On October 20, 2004, Dave Barry announced that he would be taking an indefinite leave of absence of at least a year from his weekly humor column with the Herald in order to spend more time with his family. He said that he would continue writing humor and children's books and working on filming the screen adaptation of his book, Dave Barry's Complete Guide to Guys, which was released in 2005; it premiered at several film festivals, and is available on DVD, though a theatrical release seems unlikely. On December 28, 2005, Barry said in an interview with Editor and Publisher that he will not resume his weekly column, although he would continue such features such as his yearly gift guide, year in review, his weblog, as well as an occasional article or column.
When distinguishing fact from hyperbole, Barry frequently asserts: "I am not making this up". Among his favorite topics are exploding or flaming items (cows, whales, vacuum cleaners, toilets, Pop-Tarts, Barbie dolls, etc.), dogs lacking intelligence, live blogging the television series 24 and amusing government studies. He recently led the charge to save the Wikipedia exploding cow page, but other members of the Wikipedia community had that entry deleted. He labels various posts on his blog with long acronyms, such as OIYDWYMTTY(NY)G ("or if you don't want your mom to think you're (not your) gay") and WBAGNFARB ("would be a good name for a rock band"), poking fun at long internet abbreviations.
He also enjoys making fun of South Florida where he resides. In "Dave Barry Hits Below the Beltway," he suggested that the solution to a great deal of America's problems could be solved if South Florida were literally sawed off from the mainland and disowned by the United States. He also has made fun of the region in "Dave Barry's Homes and Other Black Holes" as well as other books of his. Even his novels, Big Trouble and Tricky Business capitalize heavily in the absurdities that exist only in South Florida. In Big Trouble, for example, the ridiculous nuances of South Florida are expressed through the experiences of the two hit men, Henry and Leonard. They experience an irritating sports talk show host and a highly incompetent airport security detail before deciding that they never want to return to Florida again.
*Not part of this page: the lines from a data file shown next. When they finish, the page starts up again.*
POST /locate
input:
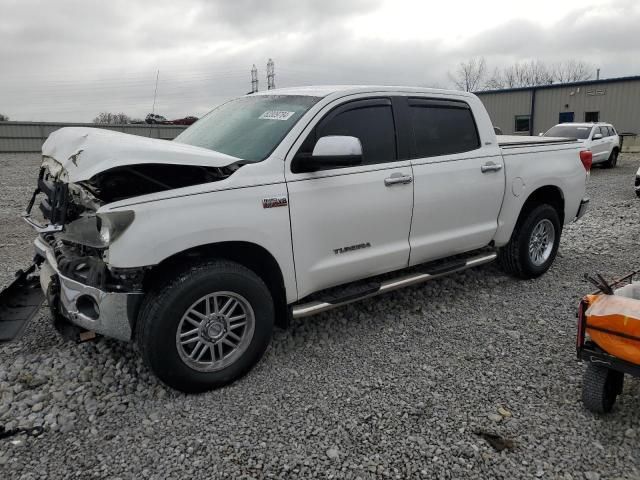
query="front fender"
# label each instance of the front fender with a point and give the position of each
(164, 228)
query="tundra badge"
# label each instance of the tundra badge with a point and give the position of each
(274, 202)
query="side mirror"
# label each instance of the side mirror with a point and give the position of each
(333, 151)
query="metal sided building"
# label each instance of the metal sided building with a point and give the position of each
(530, 110)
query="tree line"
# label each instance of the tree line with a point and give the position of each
(474, 75)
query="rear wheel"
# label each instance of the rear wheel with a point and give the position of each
(613, 159)
(207, 327)
(534, 243)
(600, 388)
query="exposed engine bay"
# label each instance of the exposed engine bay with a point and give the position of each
(79, 247)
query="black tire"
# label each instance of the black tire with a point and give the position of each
(612, 161)
(600, 387)
(162, 310)
(514, 257)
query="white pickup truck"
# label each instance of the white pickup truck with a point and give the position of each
(285, 203)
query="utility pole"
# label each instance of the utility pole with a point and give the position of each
(271, 75)
(254, 79)
(155, 92)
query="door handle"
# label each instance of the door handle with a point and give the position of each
(397, 179)
(490, 167)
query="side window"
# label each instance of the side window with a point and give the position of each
(371, 121)
(442, 128)
(373, 125)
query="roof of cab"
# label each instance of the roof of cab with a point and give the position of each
(326, 90)
(584, 124)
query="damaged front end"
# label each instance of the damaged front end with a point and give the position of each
(79, 177)
(84, 293)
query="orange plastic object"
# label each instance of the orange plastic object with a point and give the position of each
(613, 323)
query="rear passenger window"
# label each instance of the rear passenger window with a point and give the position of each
(442, 128)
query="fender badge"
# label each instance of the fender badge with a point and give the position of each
(274, 202)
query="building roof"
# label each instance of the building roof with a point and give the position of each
(560, 85)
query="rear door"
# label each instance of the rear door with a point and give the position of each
(458, 183)
(351, 223)
(600, 147)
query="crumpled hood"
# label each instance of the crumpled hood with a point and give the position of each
(85, 151)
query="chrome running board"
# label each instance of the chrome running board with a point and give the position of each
(317, 306)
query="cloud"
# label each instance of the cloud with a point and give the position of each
(71, 59)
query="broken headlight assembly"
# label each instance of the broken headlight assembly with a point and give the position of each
(113, 224)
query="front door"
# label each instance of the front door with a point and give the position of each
(458, 183)
(348, 223)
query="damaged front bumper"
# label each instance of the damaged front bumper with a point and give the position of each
(111, 314)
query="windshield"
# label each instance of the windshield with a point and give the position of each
(249, 127)
(569, 131)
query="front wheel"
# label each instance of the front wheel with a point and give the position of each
(534, 243)
(207, 327)
(612, 161)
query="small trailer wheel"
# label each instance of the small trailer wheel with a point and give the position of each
(600, 387)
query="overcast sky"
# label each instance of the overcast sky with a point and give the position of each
(71, 59)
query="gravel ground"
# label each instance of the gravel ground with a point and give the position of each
(395, 387)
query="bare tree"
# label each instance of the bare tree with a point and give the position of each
(107, 118)
(469, 75)
(527, 74)
(572, 71)
(495, 81)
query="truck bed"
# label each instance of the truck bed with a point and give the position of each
(528, 141)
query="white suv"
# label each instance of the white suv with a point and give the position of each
(601, 138)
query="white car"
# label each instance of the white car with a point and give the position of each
(285, 203)
(601, 138)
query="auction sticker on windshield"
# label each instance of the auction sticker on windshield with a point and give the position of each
(276, 115)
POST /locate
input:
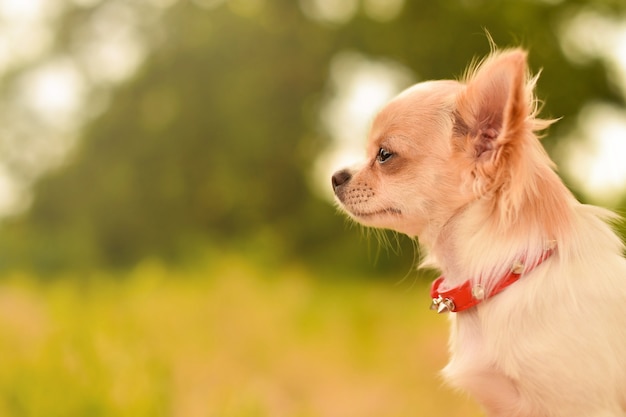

Barry also uses Big Trouble to poke fun at the existence of a Russian arms black market, the corrupt political system (Puggy makes a living off being paid to vote), and the incredibly loose labor laws in the region.
The phrase "would be a good name for a rock band" is an observation Barry often applies to phrases that pop up in his writing, such as "The Moos of Derision" , "Decomposing Tubers" and "Hearty Polyp Chuckles" . In keeping with this, Barry's website contains a fairly sizable list of phrases that would be a good name for a rock band.
In his humor books, Barry often cites a humorous phrase or image, which he then mercilessly repeats throughout. Notable examples include the Hawley-Smoot Tariff in Dave Barry Slept Here: A Sort of History of the United States and giant prehistoric zucchini in Dave Barry Hits Below the Beltway. He continues to reference these things, occasionally with fake subtlety (e.g., "The H*****-S**** T*****") long after he believes the reader no longer finds them funny.
His novels typically feature numerous initially unrelated subplots, many related to criminal activity which slowly intertwine over the course of the story. Many critics explicitly compare this style to that of Elmore Leonard, though with a more comedic tone.